Question

Equivalent weight of $N{H}_3$ in the change $N_2\to N{H}_3$is:
A. ${\displaystyle \frac{17}{6}}$
B. 17
C. ${\displaystyle \frac{17}{2}}$
D. ${\displaystyle \frac{17}{3}}$

Answer 1

Hint: The equivalent weight is calculated by dividing the molecular weight of the compound by the valency factor. The charge of nitrogen in dinitrogen is zero as it is a divalent molecule and the charge of each nitrogen cancels out each other.

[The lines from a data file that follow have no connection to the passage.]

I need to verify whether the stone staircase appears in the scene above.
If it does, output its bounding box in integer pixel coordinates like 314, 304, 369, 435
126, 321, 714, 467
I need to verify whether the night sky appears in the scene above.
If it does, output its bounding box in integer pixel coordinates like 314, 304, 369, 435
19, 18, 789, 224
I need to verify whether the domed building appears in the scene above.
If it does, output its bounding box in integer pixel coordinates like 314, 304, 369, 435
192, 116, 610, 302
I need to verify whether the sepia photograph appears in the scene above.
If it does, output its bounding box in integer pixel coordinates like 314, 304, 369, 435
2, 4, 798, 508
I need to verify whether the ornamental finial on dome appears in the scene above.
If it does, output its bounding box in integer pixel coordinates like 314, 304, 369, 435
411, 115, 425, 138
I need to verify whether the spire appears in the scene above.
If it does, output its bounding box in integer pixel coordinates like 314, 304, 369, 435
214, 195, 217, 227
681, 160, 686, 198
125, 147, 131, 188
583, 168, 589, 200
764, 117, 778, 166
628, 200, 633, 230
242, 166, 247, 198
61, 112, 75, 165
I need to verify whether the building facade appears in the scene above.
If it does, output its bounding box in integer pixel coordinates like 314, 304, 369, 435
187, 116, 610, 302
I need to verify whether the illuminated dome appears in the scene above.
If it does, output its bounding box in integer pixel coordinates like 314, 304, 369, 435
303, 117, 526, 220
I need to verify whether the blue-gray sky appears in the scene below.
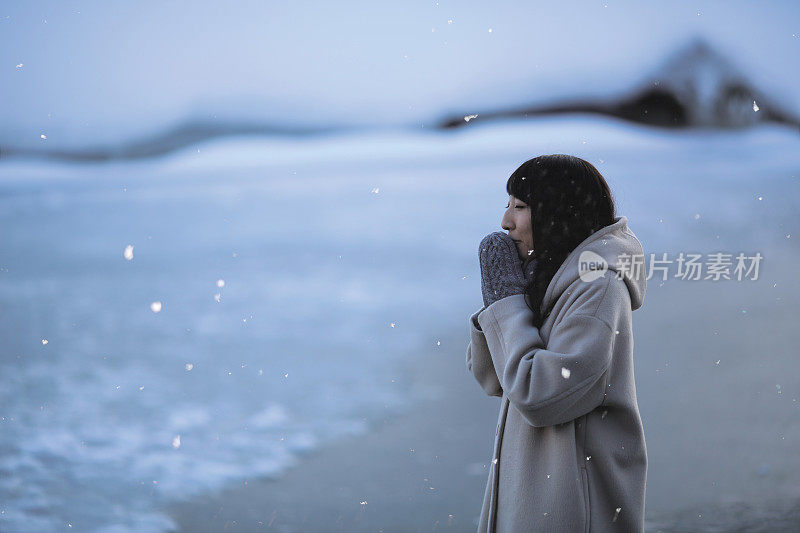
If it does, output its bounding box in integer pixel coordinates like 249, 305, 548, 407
0, 0, 800, 147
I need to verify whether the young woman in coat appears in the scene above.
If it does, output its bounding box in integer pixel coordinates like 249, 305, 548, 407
467, 154, 647, 533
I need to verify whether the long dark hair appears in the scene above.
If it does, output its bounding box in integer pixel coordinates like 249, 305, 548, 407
506, 154, 616, 327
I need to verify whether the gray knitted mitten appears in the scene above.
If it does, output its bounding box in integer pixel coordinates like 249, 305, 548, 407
478, 231, 536, 307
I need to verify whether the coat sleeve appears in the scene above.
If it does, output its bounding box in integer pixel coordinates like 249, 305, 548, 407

Complete step by step answer:
The equivalent weight is defined as the mass of the substance present in grams which is chemically equivalent to the eight grams of oxygen atom and one gram of hydrogen atom.
The equivalent weight is calculated by dividing the molecular weight by the valency factor.
The formula to calculate the equivalent weight is shown below.
$$E={\displaystyle \frac{M}{V}}$$
Where,
E is the equivalent weight
M is the molecular weight
V is the valency factor
In the given reaction, dinitrogen is converted to ammonia. Dinitrogen is a divalent molecule which contains two nitrogen atoms. There the charge on the nitrogen is zero.
The molecular weight of $N_2$ is 28.014 g/mol.
The equivalent weight of dinitrogen is also 28.014.
The molecular weight of ammonia is 17.031 g/mol.
The charge of nitrogen in ammonia $N{H}_3$is 3 and charge of hydrogen is 1.
To calculate the equivalent weight of nitrogen in ammonia, substitute the values of molecular weight and charge on the above equation.
$$\Rightarrow E={\displaystyle \frac{17.031}{3}}$$
Thus, the equivalent weight of $N{H}_3$ in the change $N_2\to N{H}_3$ is ${\displaystyle \frac{17}{3}}$.
Therefore, the correct option is D.

Note: Make sure that in calculating the equivalent weight of ammonia only charge of ammonia is divided as the charge of nitrogen changes from zero to three.